SkillRL: Evolving Agents via Recursive Skill-Augmented Reinforcement Learning

Bridging the gap between raw experience and policy improvement through automatic skill discovery.

🔥 News

[03/02/2026] Due to an accidental misconfiguration, we lost several hundred GitHub stars. If you previously starred this repo, we'd appreciate a re-star ⭐!
[02/23/2026] We released all the model checkpoints on HuggingFace! Feel free to use them as warm starts for continued RL training.
[02/18/2026] The code of SkillRL was released!
[02/10/2026] SkillRL paper was released on arXiv!

📖 Overview

SkillRL is a framework that enables LLM agents to learn high-level, reusable behavioral patterns from past experiences.

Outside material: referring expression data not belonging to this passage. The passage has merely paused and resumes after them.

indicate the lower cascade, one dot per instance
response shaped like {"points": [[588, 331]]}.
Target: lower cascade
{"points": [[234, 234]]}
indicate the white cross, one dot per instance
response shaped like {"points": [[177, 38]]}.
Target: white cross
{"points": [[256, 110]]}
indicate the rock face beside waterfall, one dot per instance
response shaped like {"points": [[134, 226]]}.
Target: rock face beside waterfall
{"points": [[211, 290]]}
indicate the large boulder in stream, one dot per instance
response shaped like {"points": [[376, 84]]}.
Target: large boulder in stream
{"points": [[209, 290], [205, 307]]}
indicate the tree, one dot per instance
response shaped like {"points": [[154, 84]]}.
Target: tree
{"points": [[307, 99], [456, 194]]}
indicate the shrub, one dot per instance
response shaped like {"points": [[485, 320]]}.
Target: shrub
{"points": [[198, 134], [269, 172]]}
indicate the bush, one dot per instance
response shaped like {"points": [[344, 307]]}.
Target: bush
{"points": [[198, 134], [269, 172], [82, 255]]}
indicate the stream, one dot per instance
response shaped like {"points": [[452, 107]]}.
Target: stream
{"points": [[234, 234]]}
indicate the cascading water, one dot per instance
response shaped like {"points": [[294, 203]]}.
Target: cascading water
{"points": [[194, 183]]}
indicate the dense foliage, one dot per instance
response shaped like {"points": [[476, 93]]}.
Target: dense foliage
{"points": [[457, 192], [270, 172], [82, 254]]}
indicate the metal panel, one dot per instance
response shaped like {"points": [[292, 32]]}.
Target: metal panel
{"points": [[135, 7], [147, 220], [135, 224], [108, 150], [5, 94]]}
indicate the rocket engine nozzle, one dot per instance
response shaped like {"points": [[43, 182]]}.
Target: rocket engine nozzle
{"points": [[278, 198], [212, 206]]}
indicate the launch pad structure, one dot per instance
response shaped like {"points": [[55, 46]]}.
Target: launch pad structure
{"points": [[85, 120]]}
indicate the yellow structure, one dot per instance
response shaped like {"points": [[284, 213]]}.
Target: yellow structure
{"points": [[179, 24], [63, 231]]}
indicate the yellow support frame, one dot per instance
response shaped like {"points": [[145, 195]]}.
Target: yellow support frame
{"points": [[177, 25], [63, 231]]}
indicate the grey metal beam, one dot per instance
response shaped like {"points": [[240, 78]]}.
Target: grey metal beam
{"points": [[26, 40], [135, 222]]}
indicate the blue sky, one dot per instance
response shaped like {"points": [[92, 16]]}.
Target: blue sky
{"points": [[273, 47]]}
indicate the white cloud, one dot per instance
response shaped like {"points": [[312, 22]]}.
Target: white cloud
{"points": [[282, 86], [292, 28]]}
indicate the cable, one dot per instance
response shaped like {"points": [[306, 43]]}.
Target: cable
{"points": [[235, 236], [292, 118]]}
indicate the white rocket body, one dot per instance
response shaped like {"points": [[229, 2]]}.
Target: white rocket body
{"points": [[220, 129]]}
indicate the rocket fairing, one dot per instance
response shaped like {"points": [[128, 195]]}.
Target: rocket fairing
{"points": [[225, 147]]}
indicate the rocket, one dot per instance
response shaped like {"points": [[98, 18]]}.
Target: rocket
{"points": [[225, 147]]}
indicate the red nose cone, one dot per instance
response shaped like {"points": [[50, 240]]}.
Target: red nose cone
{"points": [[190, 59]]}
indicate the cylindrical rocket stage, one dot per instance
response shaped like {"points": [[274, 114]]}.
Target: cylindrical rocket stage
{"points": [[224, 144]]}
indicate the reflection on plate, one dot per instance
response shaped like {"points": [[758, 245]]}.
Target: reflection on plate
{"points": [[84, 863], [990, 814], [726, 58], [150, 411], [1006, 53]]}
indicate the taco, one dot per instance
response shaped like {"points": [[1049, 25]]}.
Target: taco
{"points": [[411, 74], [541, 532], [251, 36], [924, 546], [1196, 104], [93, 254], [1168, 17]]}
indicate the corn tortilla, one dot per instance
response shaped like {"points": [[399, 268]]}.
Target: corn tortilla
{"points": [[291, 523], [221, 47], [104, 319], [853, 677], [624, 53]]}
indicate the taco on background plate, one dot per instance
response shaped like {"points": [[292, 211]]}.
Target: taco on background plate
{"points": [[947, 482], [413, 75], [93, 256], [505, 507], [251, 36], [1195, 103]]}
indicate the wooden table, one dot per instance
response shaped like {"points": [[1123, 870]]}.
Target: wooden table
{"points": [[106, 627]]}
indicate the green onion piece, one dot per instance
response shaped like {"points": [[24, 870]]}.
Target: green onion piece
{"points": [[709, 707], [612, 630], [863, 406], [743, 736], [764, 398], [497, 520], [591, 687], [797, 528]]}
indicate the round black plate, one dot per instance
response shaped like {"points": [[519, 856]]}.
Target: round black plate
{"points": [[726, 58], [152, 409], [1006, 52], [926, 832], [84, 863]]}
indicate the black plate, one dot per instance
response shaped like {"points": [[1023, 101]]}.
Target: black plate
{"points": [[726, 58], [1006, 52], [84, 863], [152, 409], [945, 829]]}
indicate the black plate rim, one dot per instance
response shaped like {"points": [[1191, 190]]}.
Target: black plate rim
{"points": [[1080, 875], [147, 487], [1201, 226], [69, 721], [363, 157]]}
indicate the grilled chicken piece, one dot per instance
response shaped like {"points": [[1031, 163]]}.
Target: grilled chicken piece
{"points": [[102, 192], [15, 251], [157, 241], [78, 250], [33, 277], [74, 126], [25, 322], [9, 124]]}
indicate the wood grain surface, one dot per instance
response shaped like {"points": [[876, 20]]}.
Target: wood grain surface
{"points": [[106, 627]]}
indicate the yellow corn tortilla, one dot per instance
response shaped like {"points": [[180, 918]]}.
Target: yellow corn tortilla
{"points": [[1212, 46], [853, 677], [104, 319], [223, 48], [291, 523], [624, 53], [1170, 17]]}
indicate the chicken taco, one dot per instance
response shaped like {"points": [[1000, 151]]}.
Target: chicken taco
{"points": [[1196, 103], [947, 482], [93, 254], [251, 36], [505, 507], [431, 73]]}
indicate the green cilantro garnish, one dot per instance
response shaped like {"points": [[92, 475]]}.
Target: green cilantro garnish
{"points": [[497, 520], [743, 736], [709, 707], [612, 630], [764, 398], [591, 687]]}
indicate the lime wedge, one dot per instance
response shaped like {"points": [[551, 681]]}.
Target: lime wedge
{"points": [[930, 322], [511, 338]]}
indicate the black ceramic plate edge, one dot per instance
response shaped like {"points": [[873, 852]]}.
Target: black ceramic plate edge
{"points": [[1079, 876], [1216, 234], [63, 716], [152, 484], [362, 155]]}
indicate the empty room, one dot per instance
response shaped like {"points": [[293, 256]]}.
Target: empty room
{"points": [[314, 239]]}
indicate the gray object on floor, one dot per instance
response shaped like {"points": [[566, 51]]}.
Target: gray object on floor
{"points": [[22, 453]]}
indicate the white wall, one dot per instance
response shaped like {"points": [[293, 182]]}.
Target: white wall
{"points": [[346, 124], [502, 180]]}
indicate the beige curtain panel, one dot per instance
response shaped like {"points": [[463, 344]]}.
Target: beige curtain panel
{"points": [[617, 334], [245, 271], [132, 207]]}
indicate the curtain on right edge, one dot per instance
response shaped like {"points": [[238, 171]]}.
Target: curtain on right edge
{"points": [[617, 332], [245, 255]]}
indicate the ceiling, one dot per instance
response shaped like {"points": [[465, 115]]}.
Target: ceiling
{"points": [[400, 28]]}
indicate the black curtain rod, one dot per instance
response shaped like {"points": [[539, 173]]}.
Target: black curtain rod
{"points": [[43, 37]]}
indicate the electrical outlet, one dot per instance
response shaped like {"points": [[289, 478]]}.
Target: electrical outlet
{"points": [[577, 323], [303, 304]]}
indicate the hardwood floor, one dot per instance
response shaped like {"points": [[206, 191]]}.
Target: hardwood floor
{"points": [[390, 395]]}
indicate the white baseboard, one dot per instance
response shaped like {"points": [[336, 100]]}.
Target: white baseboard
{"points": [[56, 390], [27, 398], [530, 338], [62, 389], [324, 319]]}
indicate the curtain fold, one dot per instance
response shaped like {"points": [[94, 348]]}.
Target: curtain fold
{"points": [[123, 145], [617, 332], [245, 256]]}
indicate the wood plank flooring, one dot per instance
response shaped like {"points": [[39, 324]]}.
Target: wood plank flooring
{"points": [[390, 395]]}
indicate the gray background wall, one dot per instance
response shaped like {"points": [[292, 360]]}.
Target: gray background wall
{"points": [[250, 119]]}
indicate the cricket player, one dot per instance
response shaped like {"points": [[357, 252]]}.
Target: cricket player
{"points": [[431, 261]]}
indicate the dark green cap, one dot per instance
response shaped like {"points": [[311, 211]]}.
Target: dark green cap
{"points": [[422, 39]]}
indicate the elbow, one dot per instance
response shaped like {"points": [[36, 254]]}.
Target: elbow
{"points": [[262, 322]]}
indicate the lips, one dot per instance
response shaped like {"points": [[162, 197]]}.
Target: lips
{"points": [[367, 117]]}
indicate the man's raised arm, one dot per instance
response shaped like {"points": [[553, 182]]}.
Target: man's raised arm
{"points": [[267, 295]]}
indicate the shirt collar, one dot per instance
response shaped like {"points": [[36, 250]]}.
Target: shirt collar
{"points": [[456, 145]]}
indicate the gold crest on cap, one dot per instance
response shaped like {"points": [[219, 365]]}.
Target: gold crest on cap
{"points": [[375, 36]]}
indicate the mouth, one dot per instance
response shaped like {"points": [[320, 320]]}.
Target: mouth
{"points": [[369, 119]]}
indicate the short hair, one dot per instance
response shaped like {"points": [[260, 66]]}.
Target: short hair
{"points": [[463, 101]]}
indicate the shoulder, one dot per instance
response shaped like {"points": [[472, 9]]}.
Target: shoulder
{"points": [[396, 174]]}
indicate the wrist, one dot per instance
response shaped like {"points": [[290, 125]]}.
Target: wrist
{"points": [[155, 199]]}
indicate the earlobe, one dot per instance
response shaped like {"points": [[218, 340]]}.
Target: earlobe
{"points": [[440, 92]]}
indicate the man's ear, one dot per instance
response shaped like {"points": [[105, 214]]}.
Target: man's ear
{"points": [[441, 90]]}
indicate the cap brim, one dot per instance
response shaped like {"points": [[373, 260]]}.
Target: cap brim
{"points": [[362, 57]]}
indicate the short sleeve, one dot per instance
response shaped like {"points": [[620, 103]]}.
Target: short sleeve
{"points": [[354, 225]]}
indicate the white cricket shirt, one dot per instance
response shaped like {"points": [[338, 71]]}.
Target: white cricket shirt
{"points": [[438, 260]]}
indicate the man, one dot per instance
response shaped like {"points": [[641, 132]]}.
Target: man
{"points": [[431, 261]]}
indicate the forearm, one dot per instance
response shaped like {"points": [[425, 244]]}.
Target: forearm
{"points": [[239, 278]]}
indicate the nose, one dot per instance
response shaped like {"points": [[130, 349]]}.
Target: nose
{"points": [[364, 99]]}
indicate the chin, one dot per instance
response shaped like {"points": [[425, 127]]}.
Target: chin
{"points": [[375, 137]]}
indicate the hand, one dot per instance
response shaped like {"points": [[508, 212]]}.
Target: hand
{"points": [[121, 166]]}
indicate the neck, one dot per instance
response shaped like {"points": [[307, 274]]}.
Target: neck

While traditional memory-based methods store redundant and noisy raw trajectories, SKILLRL abstracts these into a hierarchical skill library.

🤖 Key Features

Experience-based Skill Distillation: Transforms successful trajectories into strategic patterns and failed ones into concise lessons from failure.
Hierarchical SKILLBANK: Organizes knowledge into General Skills for universal strategic guidance and Task-Specific Skills for category-level heuristics.
Recursive Skill Evolution: A dynamic mechanism where the skill library co-evolves with the agent's policy during RL by analyzing validation failures.
Context Efficiency: Achieves 10-20% token compression compared to raw trajectory storage while enhancing reasoning utility.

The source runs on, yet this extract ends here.